Information on the VMs is at http://ryandlane.com/wiki/Category:Servers

Monitoring

Ganglia

  • Put tesla in misc group in Ganglia
    • Requires trickery: tesla runs ESXi hence can't run gmond for the box itself (only for individual VMs), monitoring through SNMP is the only option
  • Put all VMs in a VM group in Ganglia

Nagios

  • Check for CPU > 95% on every VM and on tesla itself
  • Check for real mem usage > 75% on every VM and on tesla itself
  • Disk space checks on every VM and on tesla itself
    • VMs should have a lower percentual threshold, say 80% rather than the usual 95% or 97%, because they have small root partitions
    • tesla's threshold should be 90%
  • HTTP checks on all VMs that serve HTTP
    • prototype.wikimedia.org set up already, commons.prototype.wikimedia.org isn't.
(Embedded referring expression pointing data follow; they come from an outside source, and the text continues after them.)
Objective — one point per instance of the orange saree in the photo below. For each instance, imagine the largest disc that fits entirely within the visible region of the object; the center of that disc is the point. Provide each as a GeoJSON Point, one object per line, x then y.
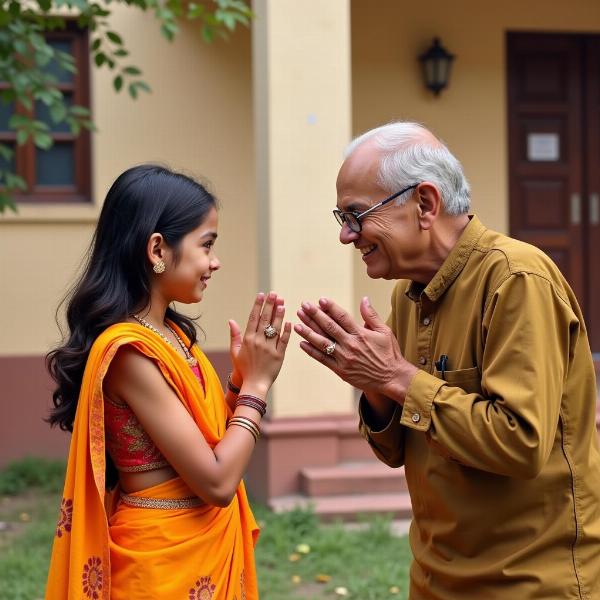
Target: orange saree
{"type": "Point", "coordinates": [157, 544]}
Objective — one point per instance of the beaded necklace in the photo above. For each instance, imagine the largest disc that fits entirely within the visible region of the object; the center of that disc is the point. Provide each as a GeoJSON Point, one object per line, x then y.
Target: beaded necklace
{"type": "Point", "coordinates": [188, 356]}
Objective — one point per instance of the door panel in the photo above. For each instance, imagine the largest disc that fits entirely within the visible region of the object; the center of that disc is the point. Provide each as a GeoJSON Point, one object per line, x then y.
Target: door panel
{"type": "Point", "coordinates": [592, 167]}
{"type": "Point", "coordinates": [554, 155]}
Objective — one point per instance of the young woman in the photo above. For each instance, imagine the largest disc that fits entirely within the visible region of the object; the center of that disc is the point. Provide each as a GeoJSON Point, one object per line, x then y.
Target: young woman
{"type": "Point", "coordinates": [154, 505]}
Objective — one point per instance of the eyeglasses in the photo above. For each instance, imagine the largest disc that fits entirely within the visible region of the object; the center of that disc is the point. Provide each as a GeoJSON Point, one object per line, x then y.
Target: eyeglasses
{"type": "Point", "coordinates": [353, 218]}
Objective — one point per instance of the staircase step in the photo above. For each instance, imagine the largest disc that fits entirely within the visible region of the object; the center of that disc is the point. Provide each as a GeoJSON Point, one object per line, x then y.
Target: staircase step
{"type": "Point", "coordinates": [347, 507]}
{"type": "Point", "coordinates": [370, 477]}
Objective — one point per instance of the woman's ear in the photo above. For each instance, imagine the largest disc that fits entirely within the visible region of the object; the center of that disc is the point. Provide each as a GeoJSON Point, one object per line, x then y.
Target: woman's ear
{"type": "Point", "coordinates": [155, 250]}
{"type": "Point", "coordinates": [429, 204]}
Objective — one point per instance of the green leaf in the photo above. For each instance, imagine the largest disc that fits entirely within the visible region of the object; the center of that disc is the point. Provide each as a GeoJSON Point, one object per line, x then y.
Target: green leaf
{"type": "Point", "coordinates": [42, 140]}
{"type": "Point", "coordinates": [142, 85]}
{"type": "Point", "coordinates": [208, 33]}
{"type": "Point", "coordinates": [132, 71]}
{"type": "Point", "coordinates": [22, 136]}
{"type": "Point", "coordinates": [6, 152]}
{"type": "Point", "coordinates": [80, 111]}
{"type": "Point", "coordinates": [20, 46]}
{"type": "Point", "coordinates": [114, 37]}
{"type": "Point", "coordinates": [195, 11]}
{"type": "Point", "coordinates": [42, 58]}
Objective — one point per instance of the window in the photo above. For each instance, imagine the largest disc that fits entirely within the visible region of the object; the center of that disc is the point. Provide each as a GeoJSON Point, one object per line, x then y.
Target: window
{"type": "Point", "coordinates": [61, 173]}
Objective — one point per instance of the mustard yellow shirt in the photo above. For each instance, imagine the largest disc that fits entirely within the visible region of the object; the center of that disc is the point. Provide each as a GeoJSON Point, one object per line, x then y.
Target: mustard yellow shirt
{"type": "Point", "coordinates": [500, 452]}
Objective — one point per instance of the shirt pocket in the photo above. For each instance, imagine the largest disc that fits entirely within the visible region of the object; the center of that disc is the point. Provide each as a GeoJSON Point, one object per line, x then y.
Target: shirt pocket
{"type": "Point", "coordinates": [469, 380]}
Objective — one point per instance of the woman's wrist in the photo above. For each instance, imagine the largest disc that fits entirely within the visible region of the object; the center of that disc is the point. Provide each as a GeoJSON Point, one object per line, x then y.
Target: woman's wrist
{"type": "Point", "coordinates": [255, 387]}
{"type": "Point", "coordinates": [234, 383]}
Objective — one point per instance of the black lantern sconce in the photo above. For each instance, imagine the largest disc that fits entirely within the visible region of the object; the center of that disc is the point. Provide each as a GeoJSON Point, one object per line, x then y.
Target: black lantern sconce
{"type": "Point", "coordinates": [436, 63]}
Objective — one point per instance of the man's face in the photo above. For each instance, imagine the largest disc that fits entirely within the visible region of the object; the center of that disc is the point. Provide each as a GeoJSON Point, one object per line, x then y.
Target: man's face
{"type": "Point", "coordinates": [390, 242]}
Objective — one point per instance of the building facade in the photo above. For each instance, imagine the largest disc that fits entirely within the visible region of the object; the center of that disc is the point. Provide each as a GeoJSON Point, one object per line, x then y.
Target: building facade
{"type": "Point", "coordinates": [264, 119]}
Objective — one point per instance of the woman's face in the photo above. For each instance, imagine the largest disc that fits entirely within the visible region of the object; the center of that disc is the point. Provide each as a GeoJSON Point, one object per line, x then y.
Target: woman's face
{"type": "Point", "coordinates": [186, 280]}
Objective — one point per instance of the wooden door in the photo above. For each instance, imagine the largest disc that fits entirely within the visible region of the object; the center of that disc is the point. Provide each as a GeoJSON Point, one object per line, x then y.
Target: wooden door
{"type": "Point", "coordinates": [554, 155]}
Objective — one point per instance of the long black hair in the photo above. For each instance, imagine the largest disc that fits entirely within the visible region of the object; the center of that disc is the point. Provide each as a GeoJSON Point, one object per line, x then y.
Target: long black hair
{"type": "Point", "coordinates": [116, 279]}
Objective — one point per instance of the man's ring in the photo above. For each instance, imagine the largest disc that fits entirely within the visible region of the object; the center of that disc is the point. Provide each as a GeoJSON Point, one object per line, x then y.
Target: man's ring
{"type": "Point", "coordinates": [270, 331]}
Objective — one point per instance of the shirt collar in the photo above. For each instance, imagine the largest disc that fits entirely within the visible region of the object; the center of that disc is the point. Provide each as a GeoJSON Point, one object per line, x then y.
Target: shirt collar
{"type": "Point", "coordinates": [452, 266]}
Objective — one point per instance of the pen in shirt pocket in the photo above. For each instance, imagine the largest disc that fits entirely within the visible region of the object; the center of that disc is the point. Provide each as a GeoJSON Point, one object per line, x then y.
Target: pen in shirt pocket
{"type": "Point", "coordinates": [442, 364]}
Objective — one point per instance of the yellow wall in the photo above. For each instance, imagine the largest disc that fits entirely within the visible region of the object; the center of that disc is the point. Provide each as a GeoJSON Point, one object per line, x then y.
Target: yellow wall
{"type": "Point", "coordinates": [198, 119]}
{"type": "Point", "coordinates": [470, 116]}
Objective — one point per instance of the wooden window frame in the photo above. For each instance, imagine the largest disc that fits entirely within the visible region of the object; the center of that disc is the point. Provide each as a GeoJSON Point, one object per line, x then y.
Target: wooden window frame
{"type": "Point", "coordinates": [25, 156]}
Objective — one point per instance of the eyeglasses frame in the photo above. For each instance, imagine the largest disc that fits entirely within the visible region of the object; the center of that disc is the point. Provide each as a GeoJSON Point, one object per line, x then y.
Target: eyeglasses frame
{"type": "Point", "coordinates": [359, 216]}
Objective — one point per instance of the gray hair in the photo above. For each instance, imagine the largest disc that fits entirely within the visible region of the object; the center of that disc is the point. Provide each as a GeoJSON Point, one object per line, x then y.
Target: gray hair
{"type": "Point", "coordinates": [411, 154]}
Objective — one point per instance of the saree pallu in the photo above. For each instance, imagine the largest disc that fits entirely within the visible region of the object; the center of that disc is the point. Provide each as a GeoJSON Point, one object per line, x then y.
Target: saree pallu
{"type": "Point", "coordinates": [156, 543]}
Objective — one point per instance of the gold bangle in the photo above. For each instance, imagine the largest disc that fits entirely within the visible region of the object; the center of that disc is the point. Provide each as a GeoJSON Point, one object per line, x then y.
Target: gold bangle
{"type": "Point", "coordinates": [231, 387]}
{"type": "Point", "coordinates": [247, 421]}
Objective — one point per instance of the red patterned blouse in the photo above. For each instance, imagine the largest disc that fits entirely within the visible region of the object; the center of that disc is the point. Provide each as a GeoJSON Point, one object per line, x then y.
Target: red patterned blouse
{"type": "Point", "coordinates": [129, 446]}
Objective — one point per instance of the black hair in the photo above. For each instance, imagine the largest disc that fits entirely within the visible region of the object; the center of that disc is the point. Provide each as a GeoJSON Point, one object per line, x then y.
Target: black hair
{"type": "Point", "coordinates": [116, 278]}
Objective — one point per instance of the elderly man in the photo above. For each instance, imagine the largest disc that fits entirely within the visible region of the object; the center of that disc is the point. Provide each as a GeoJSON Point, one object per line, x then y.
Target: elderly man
{"type": "Point", "coordinates": [481, 384]}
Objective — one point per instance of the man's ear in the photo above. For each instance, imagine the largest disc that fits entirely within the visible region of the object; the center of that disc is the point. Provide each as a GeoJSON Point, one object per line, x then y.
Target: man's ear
{"type": "Point", "coordinates": [155, 249]}
{"type": "Point", "coordinates": [429, 204]}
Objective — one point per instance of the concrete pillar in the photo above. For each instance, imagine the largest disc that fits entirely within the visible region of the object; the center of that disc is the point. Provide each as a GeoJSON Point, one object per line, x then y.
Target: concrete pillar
{"type": "Point", "coordinates": [302, 113]}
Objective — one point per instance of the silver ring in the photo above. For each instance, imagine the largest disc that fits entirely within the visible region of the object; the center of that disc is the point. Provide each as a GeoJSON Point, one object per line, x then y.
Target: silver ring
{"type": "Point", "coordinates": [270, 331]}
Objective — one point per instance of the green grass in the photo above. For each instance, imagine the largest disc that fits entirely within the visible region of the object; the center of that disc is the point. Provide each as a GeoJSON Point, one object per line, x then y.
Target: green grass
{"type": "Point", "coordinates": [368, 561]}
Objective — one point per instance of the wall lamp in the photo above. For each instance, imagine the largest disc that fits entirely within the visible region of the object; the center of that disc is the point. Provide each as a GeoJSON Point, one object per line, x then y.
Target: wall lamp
{"type": "Point", "coordinates": [436, 63]}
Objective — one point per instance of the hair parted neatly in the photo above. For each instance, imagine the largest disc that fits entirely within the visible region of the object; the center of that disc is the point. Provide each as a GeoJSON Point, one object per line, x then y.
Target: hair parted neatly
{"type": "Point", "coordinates": [116, 280]}
{"type": "Point", "coordinates": [408, 156]}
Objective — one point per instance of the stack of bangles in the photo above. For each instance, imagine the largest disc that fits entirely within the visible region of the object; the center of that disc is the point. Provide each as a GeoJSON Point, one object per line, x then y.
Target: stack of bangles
{"type": "Point", "coordinates": [253, 402]}
{"type": "Point", "coordinates": [246, 423]}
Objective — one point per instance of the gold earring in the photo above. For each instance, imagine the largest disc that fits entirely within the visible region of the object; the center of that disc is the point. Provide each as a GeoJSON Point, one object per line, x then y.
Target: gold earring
{"type": "Point", "coordinates": [159, 267]}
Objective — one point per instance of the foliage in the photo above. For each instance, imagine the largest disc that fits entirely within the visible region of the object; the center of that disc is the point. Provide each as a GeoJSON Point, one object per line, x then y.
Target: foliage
{"type": "Point", "coordinates": [366, 562]}
{"type": "Point", "coordinates": [25, 57]}
{"type": "Point", "coordinates": [47, 475]}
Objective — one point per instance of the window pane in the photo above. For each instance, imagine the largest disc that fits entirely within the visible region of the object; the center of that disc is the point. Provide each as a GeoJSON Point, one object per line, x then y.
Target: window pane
{"type": "Point", "coordinates": [55, 166]}
{"type": "Point", "coordinates": [6, 111]}
{"type": "Point", "coordinates": [53, 67]}
{"type": "Point", "coordinates": [8, 165]}
{"type": "Point", "coordinates": [42, 113]}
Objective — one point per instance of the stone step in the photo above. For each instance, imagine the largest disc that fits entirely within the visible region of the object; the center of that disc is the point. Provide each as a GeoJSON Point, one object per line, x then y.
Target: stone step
{"type": "Point", "coordinates": [347, 507]}
{"type": "Point", "coordinates": [358, 477]}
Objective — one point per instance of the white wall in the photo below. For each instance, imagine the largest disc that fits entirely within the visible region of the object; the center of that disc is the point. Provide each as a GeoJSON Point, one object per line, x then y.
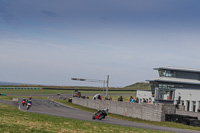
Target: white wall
{"type": "Point", "coordinates": [190, 97]}
{"type": "Point", "coordinates": [144, 94]}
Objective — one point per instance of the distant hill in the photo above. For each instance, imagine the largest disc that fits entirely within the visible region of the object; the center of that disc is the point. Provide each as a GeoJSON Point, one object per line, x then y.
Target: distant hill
{"type": "Point", "coordinates": [3, 83]}
{"type": "Point", "coordinates": [138, 86]}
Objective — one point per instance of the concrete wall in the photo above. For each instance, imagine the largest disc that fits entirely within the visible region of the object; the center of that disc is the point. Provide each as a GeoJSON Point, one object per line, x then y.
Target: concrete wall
{"type": "Point", "coordinates": [189, 97]}
{"type": "Point", "coordinates": [182, 112]}
{"type": "Point", "coordinates": [145, 111]}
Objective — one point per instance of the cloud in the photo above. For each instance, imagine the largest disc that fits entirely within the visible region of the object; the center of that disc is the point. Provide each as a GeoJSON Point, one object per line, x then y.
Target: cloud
{"type": "Point", "coordinates": [48, 13]}
{"type": "Point", "coordinates": [5, 15]}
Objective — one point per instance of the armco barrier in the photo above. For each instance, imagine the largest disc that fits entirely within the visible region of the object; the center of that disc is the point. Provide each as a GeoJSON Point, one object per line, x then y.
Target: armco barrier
{"type": "Point", "coordinates": [32, 88]}
{"type": "Point", "coordinates": [145, 111]}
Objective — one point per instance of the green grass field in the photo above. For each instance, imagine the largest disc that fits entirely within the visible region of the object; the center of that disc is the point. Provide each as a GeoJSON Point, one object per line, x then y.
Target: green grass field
{"type": "Point", "coordinates": [21, 91]}
{"type": "Point", "coordinates": [164, 123]}
{"type": "Point", "coordinates": [13, 120]}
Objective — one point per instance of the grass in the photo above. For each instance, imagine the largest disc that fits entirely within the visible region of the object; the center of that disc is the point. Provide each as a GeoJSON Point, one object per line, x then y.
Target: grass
{"type": "Point", "coordinates": [25, 91]}
{"type": "Point", "coordinates": [11, 97]}
{"type": "Point", "coordinates": [13, 120]}
{"type": "Point", "coordinates": [166, 124]}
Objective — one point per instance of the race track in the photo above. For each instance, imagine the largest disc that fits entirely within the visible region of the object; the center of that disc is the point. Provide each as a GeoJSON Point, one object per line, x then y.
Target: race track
{"type": "Point", "coordinates": [56, 109]}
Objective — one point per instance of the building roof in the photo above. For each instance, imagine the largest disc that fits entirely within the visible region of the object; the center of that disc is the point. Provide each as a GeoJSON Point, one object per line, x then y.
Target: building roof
{"type": "Point", "coordinates": [176, 80]}
{"type": "Point", "coordinates": [178, 69]}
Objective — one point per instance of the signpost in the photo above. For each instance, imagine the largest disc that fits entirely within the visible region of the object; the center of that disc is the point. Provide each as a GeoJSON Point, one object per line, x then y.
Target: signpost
{"type": "Point", "coordinates": [95, 80]}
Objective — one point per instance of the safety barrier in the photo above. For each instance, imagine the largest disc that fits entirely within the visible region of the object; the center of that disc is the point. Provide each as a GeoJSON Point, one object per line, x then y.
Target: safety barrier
{"type": "Point", "coordinates": [31, 88]}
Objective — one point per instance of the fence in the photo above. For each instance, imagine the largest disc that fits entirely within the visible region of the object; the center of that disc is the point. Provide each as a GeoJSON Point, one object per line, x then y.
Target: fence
{"type": "Point", "coordinates": [31, 88]}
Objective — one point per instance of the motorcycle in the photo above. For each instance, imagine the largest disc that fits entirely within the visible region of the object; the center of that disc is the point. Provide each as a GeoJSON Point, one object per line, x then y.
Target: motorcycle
{"type": "Point", "coordinates": [23, 102]}
{"type": "Point", "coordinates": [101, 114]}
{"type": "Point", "coordinates": [28, 106]}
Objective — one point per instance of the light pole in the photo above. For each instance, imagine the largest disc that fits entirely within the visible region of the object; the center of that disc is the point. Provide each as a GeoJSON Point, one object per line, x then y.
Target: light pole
{"type": "Point", "coordinates": [96, 80]}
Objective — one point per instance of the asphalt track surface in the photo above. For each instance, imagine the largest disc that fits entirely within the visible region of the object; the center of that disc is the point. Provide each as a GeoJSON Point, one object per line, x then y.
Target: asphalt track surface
{"type": "Point", "coordinates": [44, 106]}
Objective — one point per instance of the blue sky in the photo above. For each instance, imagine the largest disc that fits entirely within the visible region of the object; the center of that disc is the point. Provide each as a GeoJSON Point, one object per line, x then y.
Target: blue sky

Currently no other VMs serving HTTP
  • HTTP check on grid.tesla.usability.wikimedia.org:4444/console (Selenium server)

Notification

  • Notify Ryan, Roan and possibly ops people by SMS when any CRITICAL status on the Nagios checks above persists for more than 5 minutes (to prevent triggering text messages when Nagios just flaps, hope this is possible).